Canada and the world cannot escape the fallout from an ailing U.S. economy, say TD Bank economists in a new report entitled The Domino Effect.

In the report, TD Economics argues that the growing integration of economies around the U.S. hub means that the ongoing U.S. slowdown has been rapidly transmitted around the world. It also means that a recovery in the world economy will be heavily dependent upon a revival of U.S. demand. “That recovery is not going to happen in any meaningful way until at least the end of the year,” says Craig Alexander, senior economist at TD Bank.

TD says the weakness in the United States is primarily being passed on through international trade ties. “Slackening U.S. demand has been a major obstacle for exports from the United States’ NAFTA partners — Canada and Mexico.
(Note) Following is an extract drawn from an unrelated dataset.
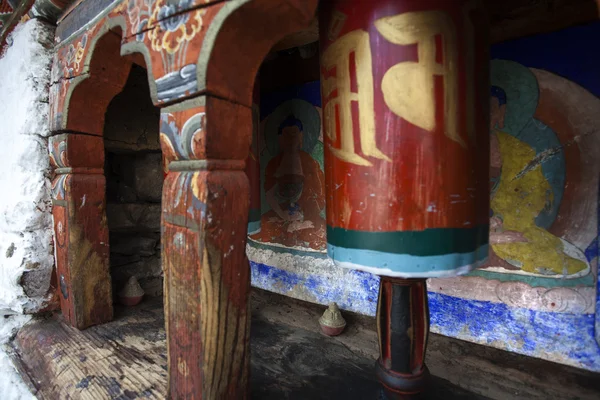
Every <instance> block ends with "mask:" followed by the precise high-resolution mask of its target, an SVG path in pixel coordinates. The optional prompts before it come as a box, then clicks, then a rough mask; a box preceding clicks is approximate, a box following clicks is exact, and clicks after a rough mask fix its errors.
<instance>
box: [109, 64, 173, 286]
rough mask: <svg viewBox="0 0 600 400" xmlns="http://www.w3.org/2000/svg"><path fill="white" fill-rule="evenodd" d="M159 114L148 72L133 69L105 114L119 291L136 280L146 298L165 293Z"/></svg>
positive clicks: (112, 273)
A sharp drop in U.S. business investment, particularly in high-tech goods, has also taken a bite out of exports from non-Japan Asia,” notes Alexander.
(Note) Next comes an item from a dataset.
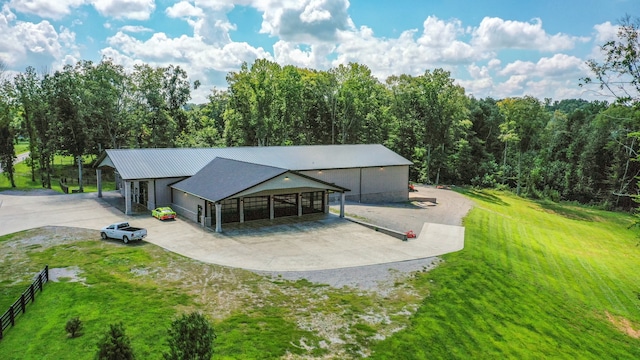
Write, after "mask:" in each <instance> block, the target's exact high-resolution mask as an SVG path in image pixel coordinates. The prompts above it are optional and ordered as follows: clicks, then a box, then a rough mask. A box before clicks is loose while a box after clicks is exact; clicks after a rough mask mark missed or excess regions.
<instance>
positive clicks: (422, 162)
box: [0, 22, 640, 209]
mask: <svg viewBox="0 0 640 360" xmlns="http://www.w3.org/2000/svg"><path fill="white" fill-rule="evenodd" d="M629 28H631V29H632V30H633V31H631V32H629V34H628V35H627V36H626V37H625V33H624V30H625V27H624V26H623V27H621V31H620V33H619V34H618V37H619V39H618V41H616V42H611V43H607V44H605V45H604V46H603V47H602V51H603V54H604V55H605V60H604V62H603V63H596V62H595V61H592V62H589V63H588V65H589V66H590V68H591V70H592V73H593V74H594V77H593V78H585V79H576V83H578V82H579V81H581V82H582V84H583V85H585V86H588V85H596V86H599V87H600V89H603V90H604V91H609V92H610V93H611V94H614V95H616V91H617V90H620V89H622V90H623V95H622V96H617V95H616V97H615V98H616V100H617V101H613V102H611V103H608V102H603V101H585V100H581V99H574V100H562V101H553V100H552V99H544V100H540V99H537V98H533V97H529V96H525V97H518V98H506V99H492V98H485V99H476V98H474V97H473V96H468V95H466V94H465V90H464V89H463V88H462V87H460V86H459V85H456V83H455V81H454V79H453V78H452V77H451V75H450V73H449V72H447V71H445V70H443V69H434V70H427V71H425V72H424V74H422V75H419V76H411V75H406V74H403V75H399V76H391V77H389V78H387V79H386V80H385V81H384V82H381V81H380V80H378V79H377V78H376V77H374V76H373V75H372V73H371V70H370V69H369V68H368V67H367V66H366V65H364V64H358V63H350V64H347V65H340V66H338V67H335V68H332V69H329V70H326V71H320V70H314V69H303V68H297V67H294V66H281V65H279V64H277V63H275V62H271V61H268V60H264V59H258V60H256V61H255V62H254V63H253V64H246V63H245V64H243V65H242V67H241V68H240V70H239V71H235V72H229V73H228V74H227V77H226V80H227V88H226V89H225V90H220V89H214V90H213V91H212V92H211V94H210V95H209V98H208V102H206V103H204V104H197V105H196V104H192V103H190V100H191V91H193V89H194V88H197V87H198V86H199V85H200V83H199V82H198V81H195V82H193V83H192V82H190V81H189V77H188V74H187V73H186V72H185V71H184V70H183V69H181V68H180V67H177V66H168V67H152V66H149V65H144V64H143V65H136V66H135V67H134V69H133V70H131V71H127V70H125V69H124V68H123V67H122V66H120V65H117V64H115V63H114V62H113V61H111V60H110V59H103V60H102V61H101V62H99V63H93V62H91V61H81V62H79V63H77V64H76V65H75V66H71V65H67V66H65V67H64V68H63V69H62V70H59V71H55V72H53V73H38V72H36V70H35V69H34V68H32V67H28V68H26V70H25V71H24V72H22V73H20V74H18V75H17V76H15V77H14V78H11V79H7V78H6V77H5V79H4V82H3V85H2V90H1V91H0V160H1V161H2V165H3V168H5V169H7V171H5V174H6V176H8V177H11V176H13V175H12V169H11V166H10V164H11V163H12V160H13V158H14V157H15V154H14V150H13V144H14V141H16V140H17V139H18V138H25V139H29V140H30V151H31V158H32V161H31V163H32V168H33V170H32V176H33V178H34V181H35V178H36V176H41V179H42V183H43V186H44V187H51V176H50V174H51V163H52V159H53V156H54V155H56V154H62V155H72V156H74V157H78V156H82V155H90V154H93V155H98V154H100V153H101V151H102V150H103V149H105V148H147V147H155V148H160V147H219V146H276V145H315V144H358V143H380V144H384V145H385V146H387V147H388V148H390V149H392V150H394V151H396V152H397V153H399V154H400V155H402V156H404V157H405V158H407V159H409V160H411V161H412V162H413V164H414V166H412V168H411V173H410V179H411V180H412V181H417V182H421V183H431V184H443V183H446V184H465V185H473V186H480V187H498V188H505V189H512V190H513V191H514V192H516V193H517V194H519V195H522V196H529V197H534V198H548V199H551V200H554V201H557V200H568V201H578V202H581V203H589V204H597V205H601V206H604V207H607V208H623V209H629V208H632V207H634V202H633V196H634V195H636V194H637V193H638V185H637V177H638V176H639V175H640V163H639V162H638V161H636V159H637V157H638V150H639V149H640V144H639V143H638V142H639V140H640V135H639V134H640V107H639V106H638V96H637V93H638V88H637V87H638V82H637V81H638V79H640V76H638V71H639V69H638V57H639V56H640V55H638V54H640V51H638V52H637V53H635V54H631V55H630V54H629V52H628V51H627V52H625V51H622V50H620V49H622V48H623V47H624V46H628V45H629V44H631V46H632V49H633V46H635V48H636V49H638V48H640V47H639V46H638V37H637V24H635V23H631V22H630V23H629ZM634 33H635V34H636V37H635V38H631V37H632V35H633V34H634ZM619 50H620V51H619ZM623 50H624V49H623ZM639 50H640V49H639ZM625 59H626V60H625ZM616 61H617V63H616ZM624 61H627V63H624ZM616 66H618V68H616ZM634 67H635V68H634ZM616 71H617V72H618V73H619V74H620V75H619V76H622V77H626V78H627V79H631V80H635V83H634V82H632V81H628V82H625V84H627V85H628V86H627V88H623V87H620V86H618V85H615V86H614V85H611V84H614V82H613V81H612V80H611V78H610V76H611V74H612V73H615V72H616ZM634 71H635V73H634ZM616 84H619V82H616ZM634 86H635V93H633V91H634ZM36 174H38V175H36Z"/></svg>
A sharp decline in exports results in unwanted inventory accumulation in the manufacturing sector, which leads to production cutbacks, and ultimately, layoffs. Lost jobs mean lower spending, while lower profits result in weaker business investment. “This cycle is now underway to varying degrees in all of the United States’ major trading partners, including Canada,” says Alexander. Multinational corporations are also spreading the pain.

TD Economics argues that resistance is futile, given the extensive integration of economies and financial markets around the world. “Monetary policy is a more effective instrument for providing short-term stimulus. And not surprisingly, virtually all major central banks have cut rates since the start of the year,” notes Alexander.
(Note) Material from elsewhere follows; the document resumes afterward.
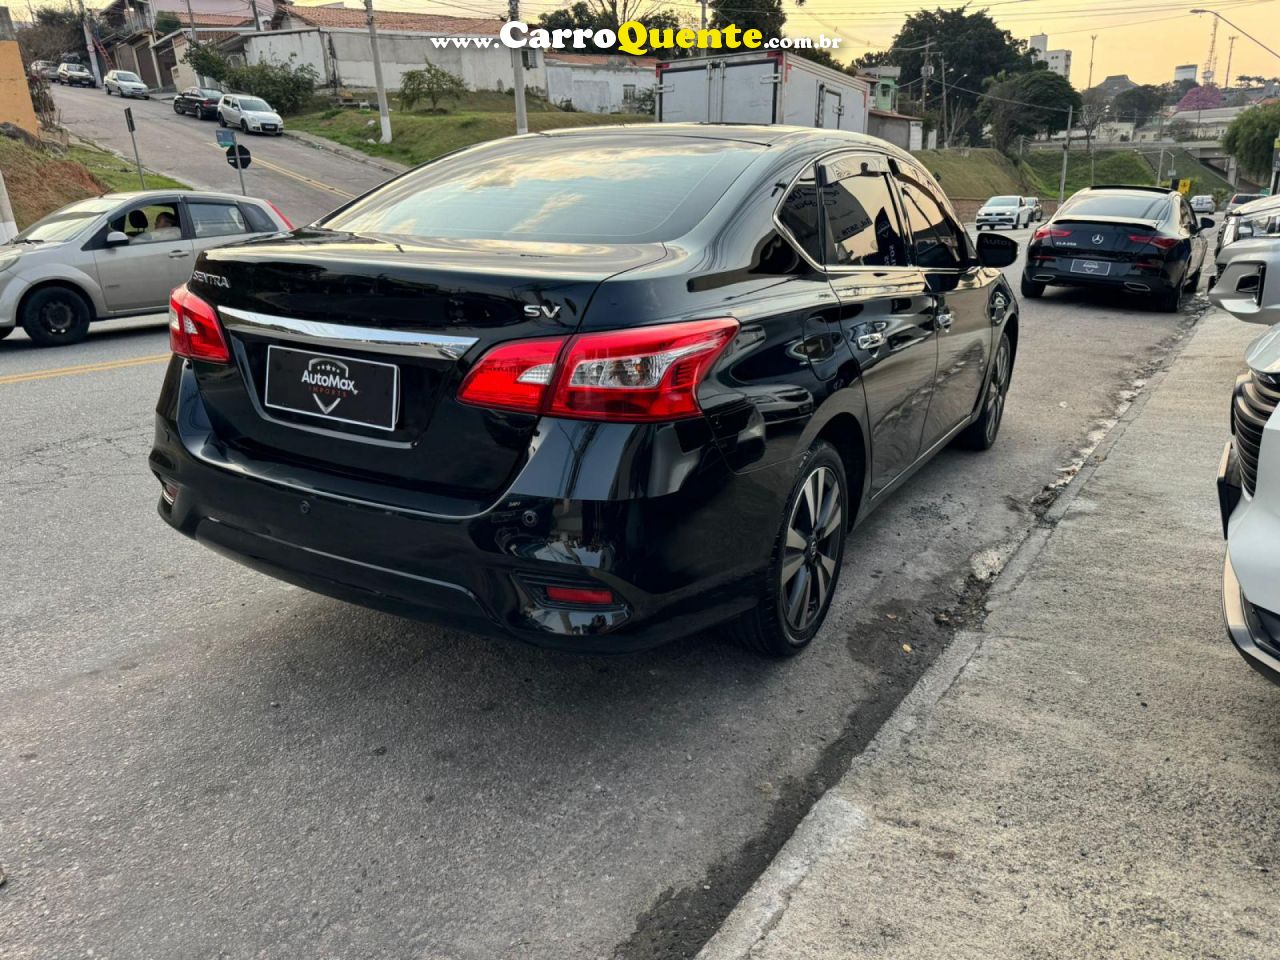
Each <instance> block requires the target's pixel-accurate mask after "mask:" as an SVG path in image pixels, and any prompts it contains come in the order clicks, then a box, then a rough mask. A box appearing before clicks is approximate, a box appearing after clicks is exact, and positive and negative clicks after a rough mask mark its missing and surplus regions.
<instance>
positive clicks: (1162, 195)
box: [1021, 186, 1213, 310]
While the U.S. slowdown is unavoidable, TD Economics sees a revival in the fourth quarter. Canadian economic growth will likely drop to 2.3% this year from last year’s 4.7% pace. “However, there is a light at the end of the tunnel, as the U.S. Federal Reserve’s aggressive interest rate cuts since January have set the stage for a U.S. recovery. By the fourth quarter of 2001, the U.S. economy should start to revive, shifting the dynamic from the transmission of weakness to one of vitality,” says Alexander.